The group pressed Baldacci to change the law, arguing that aircraft owners were sometimes getting hit with six-figure tax bills for staying too long. The organization published several stories about the issue, including one in which Steve Kahn, an airplane owner from Boston, was assessed a $26,000 tax bill several years after landing his plane at Knox County Regional Airport in Rockland.

Cloutier said he’d heard similar stories from other airplane owners.

“We received complaints from people who would spend a few weeks vacationing in Maine and later get hit with a bill,” he said. “A lot of those people ended up going elsewhere.”

Cloutier said changing the laws would impact every airport in the state. He said eliminating the sales tax on service parts, as Gerzofsky has proposed to do, would allow Maine companies performing aircraft repair and service work to be more competitive.

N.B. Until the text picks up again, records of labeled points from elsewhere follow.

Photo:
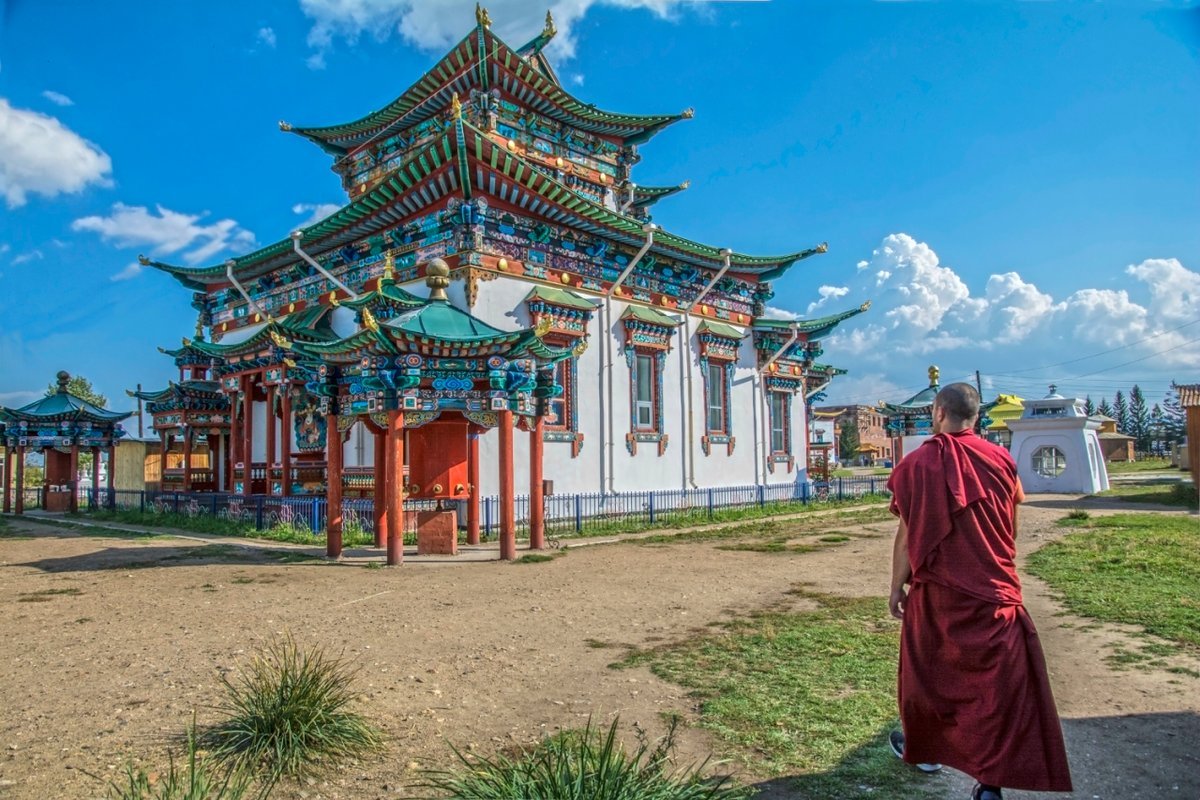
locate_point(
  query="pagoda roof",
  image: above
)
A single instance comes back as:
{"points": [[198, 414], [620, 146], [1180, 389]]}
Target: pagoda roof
{"points": [[651, 316], [481, 60], [813, 329], [562, 298], [63, 407], [466, 160]]}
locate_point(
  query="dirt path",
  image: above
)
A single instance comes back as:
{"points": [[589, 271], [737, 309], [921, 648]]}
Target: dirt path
{"points": [[114, 654]]}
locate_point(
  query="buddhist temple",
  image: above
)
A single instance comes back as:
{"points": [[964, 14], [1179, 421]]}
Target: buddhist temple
{"points": [[495, 270]]}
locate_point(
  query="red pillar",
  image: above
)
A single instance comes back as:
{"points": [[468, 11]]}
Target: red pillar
{"points": [[537, 499], [270, 437], [473, 479], [9, 455], [21, 479], [395, 488], [95, 476], [247, 435], [334, 488], [286, 435], [187, 457], [381, 488], [73, 501], [508, 493]]}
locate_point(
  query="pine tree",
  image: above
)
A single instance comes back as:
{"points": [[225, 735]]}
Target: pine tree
{"points": [[1139, 420], [1121, 413]]}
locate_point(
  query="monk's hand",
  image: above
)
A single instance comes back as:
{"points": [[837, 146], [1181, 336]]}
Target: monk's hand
{"points": [[895, 602]]}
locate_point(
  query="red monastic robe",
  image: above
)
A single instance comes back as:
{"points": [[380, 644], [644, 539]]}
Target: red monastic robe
{"points": [[972, 687]]}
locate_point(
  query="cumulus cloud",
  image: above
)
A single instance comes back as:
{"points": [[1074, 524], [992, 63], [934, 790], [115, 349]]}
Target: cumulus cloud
{"points": [[316, 211], [40, 155], [167, 233], [438, 25], [58, 98]]}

“It takes about 15 minutes for me to fly my plane to Portsmouth, N.H.,” he said. “If I’m doing major work on an airplane and I can save $20,000 or $30,000 in taxes if I take it to New Hampshire, I’m going to take it there. … It’s another cost of doing business here.”

Although there are few Maine companies that service or build aircraft, the arrival of a major player in the aviation industry could help people like Cloutier make their case. One player already has plans to come to Maine.

Kestrel Aircraft Co., the newly formed company headed by Cirrus Aircraft co-founder Alan Klapmeier, is expected to become an anchor tenant at the redeveloped Brunswick Naval Air Station. The Kestrel startup seeks to develop and manufacture a new prototype and hopes to employ about 300 people.

In an interview last summer, Klapmeier criticized the state’s use tax on out-of-state aircraft. Klapmeier plans to manufacture an airplane weighing more than 6,000 pounds, which qualifies for the current state tax exemption. However, Kestrel could benefit from removing the sales tax on aircraft parts.

Gerzofsky, who is sponsoring the bill, said he had the company in mind when he submitted the repeal legislation.

Steve Levesque, the executive director of the organization overseeing the redevelopment of the base, said Monday that changing both tax laws would benefit BNAS and all Maine airports.

“It helps every airport and any company that’s servicing aircraft or selling aircraft,” said Levesque, adding that he’d heard that some aircraft owners were flying into New Hampshire and renting cars there before coming to Maine.

“You have to ask how much Maine is losing by having this arcane tax law in place,” he said.

It’s not completely clear how eliminating the use tax will impact state revenues. According to information from Maine Revenue Services, the exemption for aircraft weighing more than 6,000 pounds would reduce state revenues by $827,427 in fiscal year 2011.

Since January 2004, the state has received $2.5 million in sales taxes on aircraft and parts. That’s about $360,000 annually, and about $264,000 over the last two years.

Although those impacts will ultimately be weighed by the Legislature, Levesque and Cloutier think advocates for the change have a better chance now with the lawmakers focusing on the economy and job growth.

Levesque noted AOPA’s 2007 letter to Baldacci, which he said caused real problems for airports in Maine.

“Maine is a beautiful place to fly,” Levesque, a pilot, said. “But we’ve been restricting people with disposable incomes from coming to Maine.”

The proposals by Raye and Gerzofsky are currently making their way through the Legislature’s reviser’s office, and have not yet been assigned a date for public hearing.